Dads, are you preparing your children for life? Or are you simply using a ‘seat of the pants’ mentality? Brad McCoy and his wife had a great philosophy in raising Colt and his brothers. “Don’t prepare the path for the child, prepare the child for the path.” What incredible wisdom! There are several scriptures that address this but one stands out to me. “And you, fathers, do not provoke your children to wrath, but bring them up in the training and admonition of the Lord” (Eph. 6.4).
By not being in their lives and leading them you most likely will provoke them. And if you are there, but a controlling dad, the same thing is likely. You are to Empower, not Control!
Training is not doing everything for them, or making life so easy they never experience responsibility, even failure. They must understand that to try and fail does not mean they are a failure. God says “I will instruct you and teach you in the way you should go; I will guide you with My eye” (Psa. 32.8). Isn’t that what earthly dads should do also? Instruct, teach, guide!

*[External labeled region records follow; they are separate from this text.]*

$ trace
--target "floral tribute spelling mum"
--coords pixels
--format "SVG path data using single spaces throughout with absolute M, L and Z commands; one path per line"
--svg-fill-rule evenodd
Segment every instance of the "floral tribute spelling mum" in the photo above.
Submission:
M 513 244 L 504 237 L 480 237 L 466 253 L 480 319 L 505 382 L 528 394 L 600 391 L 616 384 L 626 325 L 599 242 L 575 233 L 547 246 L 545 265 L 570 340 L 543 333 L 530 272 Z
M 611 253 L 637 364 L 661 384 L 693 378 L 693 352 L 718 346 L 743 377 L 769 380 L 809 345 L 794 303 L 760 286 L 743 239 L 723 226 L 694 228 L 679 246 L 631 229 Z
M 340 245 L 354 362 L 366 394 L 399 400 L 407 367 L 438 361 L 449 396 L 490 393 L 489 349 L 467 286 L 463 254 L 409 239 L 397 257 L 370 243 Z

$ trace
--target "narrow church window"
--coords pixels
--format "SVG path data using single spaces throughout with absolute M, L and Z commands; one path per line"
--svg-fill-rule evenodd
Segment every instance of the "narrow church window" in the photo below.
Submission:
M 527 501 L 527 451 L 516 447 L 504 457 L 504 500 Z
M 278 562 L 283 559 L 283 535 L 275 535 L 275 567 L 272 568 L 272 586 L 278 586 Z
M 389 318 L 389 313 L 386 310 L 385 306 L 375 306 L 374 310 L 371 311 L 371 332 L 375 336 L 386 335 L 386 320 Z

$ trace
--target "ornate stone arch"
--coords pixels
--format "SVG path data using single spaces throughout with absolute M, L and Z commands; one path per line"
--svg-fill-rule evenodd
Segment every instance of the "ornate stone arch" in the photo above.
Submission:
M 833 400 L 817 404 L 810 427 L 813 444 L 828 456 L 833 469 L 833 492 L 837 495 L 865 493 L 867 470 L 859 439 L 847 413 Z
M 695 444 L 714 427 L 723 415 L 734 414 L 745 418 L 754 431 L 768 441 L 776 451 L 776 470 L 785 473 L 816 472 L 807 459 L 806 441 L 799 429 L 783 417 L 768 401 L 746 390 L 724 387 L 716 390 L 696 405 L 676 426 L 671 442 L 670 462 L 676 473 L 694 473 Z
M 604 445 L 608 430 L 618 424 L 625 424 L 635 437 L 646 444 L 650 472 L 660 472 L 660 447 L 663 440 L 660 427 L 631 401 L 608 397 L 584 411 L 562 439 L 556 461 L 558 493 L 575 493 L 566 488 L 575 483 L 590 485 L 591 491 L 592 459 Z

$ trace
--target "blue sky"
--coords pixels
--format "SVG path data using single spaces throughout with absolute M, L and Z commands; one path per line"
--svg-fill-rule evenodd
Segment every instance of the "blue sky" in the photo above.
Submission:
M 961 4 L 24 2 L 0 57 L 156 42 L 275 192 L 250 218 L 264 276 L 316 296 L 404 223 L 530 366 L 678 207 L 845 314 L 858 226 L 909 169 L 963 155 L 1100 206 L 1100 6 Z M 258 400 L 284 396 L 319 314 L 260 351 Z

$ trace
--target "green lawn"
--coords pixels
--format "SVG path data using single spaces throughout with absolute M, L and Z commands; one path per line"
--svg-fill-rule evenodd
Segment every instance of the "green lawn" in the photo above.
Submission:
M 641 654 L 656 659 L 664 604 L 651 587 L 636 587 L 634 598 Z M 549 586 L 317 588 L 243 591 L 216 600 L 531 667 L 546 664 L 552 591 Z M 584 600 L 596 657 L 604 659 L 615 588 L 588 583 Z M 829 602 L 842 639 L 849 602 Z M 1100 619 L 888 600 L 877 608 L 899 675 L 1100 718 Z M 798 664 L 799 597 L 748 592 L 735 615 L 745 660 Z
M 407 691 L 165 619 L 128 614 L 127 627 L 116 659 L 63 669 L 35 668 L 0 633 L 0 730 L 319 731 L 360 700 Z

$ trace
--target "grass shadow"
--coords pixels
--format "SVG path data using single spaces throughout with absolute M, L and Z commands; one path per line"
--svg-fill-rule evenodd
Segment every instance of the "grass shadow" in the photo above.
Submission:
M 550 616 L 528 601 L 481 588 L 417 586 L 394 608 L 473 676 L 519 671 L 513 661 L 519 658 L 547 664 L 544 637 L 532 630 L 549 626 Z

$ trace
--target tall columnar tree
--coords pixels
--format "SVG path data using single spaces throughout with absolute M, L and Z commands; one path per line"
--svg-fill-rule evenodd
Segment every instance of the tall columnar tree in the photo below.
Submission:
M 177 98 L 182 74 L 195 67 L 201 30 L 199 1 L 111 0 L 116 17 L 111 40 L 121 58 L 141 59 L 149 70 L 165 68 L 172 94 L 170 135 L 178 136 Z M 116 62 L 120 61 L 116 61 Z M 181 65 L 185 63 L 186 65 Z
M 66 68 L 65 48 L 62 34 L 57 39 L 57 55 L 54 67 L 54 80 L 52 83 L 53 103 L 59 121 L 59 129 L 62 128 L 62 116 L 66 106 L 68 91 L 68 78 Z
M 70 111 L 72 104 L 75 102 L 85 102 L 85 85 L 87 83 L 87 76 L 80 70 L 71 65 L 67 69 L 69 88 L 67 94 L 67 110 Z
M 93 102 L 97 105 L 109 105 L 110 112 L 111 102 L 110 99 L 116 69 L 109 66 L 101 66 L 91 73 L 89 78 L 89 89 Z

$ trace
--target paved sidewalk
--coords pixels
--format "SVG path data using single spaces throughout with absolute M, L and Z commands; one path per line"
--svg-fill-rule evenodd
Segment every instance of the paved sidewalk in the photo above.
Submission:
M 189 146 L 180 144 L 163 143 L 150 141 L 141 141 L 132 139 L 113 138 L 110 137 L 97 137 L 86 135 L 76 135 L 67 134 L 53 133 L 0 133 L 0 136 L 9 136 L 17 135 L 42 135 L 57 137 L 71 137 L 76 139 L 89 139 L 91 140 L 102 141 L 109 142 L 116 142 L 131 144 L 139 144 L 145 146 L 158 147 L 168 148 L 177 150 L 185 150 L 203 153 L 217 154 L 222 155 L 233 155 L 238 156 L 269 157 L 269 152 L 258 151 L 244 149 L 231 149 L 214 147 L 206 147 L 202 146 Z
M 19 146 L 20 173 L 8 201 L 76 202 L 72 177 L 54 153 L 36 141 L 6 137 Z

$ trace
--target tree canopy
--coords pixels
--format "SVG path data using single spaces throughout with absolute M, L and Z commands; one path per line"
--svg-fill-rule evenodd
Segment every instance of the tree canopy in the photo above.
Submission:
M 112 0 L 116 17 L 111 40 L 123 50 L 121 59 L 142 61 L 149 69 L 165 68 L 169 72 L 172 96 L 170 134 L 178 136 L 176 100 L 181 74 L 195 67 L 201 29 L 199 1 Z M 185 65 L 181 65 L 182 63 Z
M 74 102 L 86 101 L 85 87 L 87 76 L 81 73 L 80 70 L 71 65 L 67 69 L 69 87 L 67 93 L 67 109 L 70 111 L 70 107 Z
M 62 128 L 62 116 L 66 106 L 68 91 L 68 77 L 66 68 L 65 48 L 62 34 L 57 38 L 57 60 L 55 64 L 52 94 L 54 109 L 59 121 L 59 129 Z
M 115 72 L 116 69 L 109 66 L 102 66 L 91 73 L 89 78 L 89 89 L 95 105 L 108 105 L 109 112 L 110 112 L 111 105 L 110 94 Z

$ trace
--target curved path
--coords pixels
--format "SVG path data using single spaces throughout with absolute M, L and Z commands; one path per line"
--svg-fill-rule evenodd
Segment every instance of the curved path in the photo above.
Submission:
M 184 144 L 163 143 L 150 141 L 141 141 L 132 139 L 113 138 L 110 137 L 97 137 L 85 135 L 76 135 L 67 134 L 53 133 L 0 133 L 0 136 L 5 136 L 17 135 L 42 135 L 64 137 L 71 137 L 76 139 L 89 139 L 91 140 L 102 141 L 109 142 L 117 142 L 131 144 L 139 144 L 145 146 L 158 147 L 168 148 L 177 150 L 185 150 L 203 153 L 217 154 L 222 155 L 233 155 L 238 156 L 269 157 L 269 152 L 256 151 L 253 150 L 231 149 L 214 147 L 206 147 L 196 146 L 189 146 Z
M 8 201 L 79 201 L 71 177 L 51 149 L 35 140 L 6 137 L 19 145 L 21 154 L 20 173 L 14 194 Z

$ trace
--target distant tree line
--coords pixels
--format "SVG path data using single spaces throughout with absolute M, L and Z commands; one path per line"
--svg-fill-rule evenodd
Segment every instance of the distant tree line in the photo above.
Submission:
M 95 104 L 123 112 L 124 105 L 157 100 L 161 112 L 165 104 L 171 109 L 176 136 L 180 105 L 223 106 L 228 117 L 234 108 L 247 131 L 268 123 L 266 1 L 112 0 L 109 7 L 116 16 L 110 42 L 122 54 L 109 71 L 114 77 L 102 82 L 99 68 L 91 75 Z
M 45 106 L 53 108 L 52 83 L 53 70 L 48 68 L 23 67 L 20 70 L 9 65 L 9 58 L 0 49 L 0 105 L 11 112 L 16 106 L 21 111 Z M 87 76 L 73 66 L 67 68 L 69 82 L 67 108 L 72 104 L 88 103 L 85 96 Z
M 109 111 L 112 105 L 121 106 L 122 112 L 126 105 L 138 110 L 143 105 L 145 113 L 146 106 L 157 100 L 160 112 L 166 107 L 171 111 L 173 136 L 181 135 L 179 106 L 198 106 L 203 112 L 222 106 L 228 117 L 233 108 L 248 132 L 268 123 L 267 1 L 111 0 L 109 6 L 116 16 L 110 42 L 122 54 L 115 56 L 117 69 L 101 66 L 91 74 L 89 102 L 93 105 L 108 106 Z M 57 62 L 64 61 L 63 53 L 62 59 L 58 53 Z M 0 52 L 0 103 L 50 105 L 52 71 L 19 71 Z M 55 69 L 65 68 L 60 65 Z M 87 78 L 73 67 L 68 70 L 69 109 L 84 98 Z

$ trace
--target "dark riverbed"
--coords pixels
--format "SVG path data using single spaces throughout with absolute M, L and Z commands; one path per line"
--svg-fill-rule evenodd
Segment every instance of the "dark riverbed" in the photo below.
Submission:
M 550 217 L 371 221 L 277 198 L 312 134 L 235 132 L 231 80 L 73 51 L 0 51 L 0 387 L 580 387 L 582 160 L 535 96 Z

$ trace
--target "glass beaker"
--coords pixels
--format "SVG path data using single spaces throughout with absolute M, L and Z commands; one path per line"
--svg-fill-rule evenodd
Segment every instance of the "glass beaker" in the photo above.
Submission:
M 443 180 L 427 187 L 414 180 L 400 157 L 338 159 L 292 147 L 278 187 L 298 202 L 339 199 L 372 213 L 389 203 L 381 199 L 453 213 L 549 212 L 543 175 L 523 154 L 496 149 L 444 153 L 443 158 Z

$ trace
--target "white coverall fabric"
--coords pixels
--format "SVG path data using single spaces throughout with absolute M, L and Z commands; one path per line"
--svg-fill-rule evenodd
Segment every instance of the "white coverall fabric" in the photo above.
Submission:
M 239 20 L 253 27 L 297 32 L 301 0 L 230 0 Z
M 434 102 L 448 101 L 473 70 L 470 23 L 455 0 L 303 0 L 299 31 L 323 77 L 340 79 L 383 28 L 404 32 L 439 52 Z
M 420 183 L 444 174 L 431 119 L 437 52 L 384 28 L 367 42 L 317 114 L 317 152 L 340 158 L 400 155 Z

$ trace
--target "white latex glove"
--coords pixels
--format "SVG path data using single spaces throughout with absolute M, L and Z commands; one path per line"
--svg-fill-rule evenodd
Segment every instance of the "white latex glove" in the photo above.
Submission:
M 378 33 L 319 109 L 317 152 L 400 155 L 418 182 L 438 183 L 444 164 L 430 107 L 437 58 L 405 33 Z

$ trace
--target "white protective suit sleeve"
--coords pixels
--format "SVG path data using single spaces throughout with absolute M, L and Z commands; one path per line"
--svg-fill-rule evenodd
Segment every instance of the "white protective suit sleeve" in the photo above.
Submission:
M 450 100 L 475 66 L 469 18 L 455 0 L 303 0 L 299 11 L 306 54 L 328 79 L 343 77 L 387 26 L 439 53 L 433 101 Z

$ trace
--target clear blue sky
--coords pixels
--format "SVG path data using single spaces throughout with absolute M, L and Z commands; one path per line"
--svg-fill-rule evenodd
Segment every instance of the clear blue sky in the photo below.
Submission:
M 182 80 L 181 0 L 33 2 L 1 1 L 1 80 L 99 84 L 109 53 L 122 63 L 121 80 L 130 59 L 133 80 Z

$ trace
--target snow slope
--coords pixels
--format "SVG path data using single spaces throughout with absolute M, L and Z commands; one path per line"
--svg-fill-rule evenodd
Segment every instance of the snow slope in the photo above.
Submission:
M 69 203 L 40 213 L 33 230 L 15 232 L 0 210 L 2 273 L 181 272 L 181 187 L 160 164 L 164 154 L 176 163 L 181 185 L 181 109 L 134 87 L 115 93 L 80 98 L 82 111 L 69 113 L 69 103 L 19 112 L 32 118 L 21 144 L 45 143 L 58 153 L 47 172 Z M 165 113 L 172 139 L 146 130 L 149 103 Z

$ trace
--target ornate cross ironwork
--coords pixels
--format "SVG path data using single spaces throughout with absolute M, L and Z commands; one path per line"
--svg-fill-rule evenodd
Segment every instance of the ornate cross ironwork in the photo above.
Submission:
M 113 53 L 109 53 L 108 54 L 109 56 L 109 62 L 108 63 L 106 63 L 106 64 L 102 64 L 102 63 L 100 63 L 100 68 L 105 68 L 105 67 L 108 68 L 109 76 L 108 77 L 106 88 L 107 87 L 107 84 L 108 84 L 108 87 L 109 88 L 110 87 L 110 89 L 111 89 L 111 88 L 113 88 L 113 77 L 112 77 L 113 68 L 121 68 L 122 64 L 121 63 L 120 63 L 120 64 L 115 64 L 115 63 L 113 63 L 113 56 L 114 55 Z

Admonition—authoritative counsel or warning. What might this look like? John Hawkins recently spoke at our Fathers Forum. He shared this. “We should be cautious about giving our adult children advice. We present options and lay out the potential benefits or consequences, but then they make their own decision. It teaches responsibility and stretches them. And then we are not responsible for the consequences of that advice.” All good!
Aren’t you really following Proverbs 22.6 by doing the above? “Train up a child in the way he should go, and when he is old he will not depart from it.” May I point out, old does not mean my age—it means the time when they are maturing and start relying on your wisdom and training at their earlier ages. It will differ with each individual.
A few years back, a nurse told me her daddy raised her and her siblings with this philosophy. I’ll try to do it justice. “As a dad, I am responsible for your needs, but you gotta work for your wants.” Do you see the wisdom there? He told them he didn’t want them to leave home and at the very first setback or hurdle, come running back home—or turn to welfare.
It’s okay to let them get in the game and skin their knee. Be there to bandage them up, but don’t take away the joy of being in the game. Wise is the dad who consciously directs the child without preparing their path so they won’t grow up to be a cripple. Is it easy, NO! Is it the right thing to do, YES!
“If any of you lacks wisdom, let him ask of God, who gives to all liberally and without reproach, and it will be given to him. But let him ask in faith” (Jas. 1.5,6a). A recipe for success for all dads! Trust it, remembering God loves your children far more than you ever will.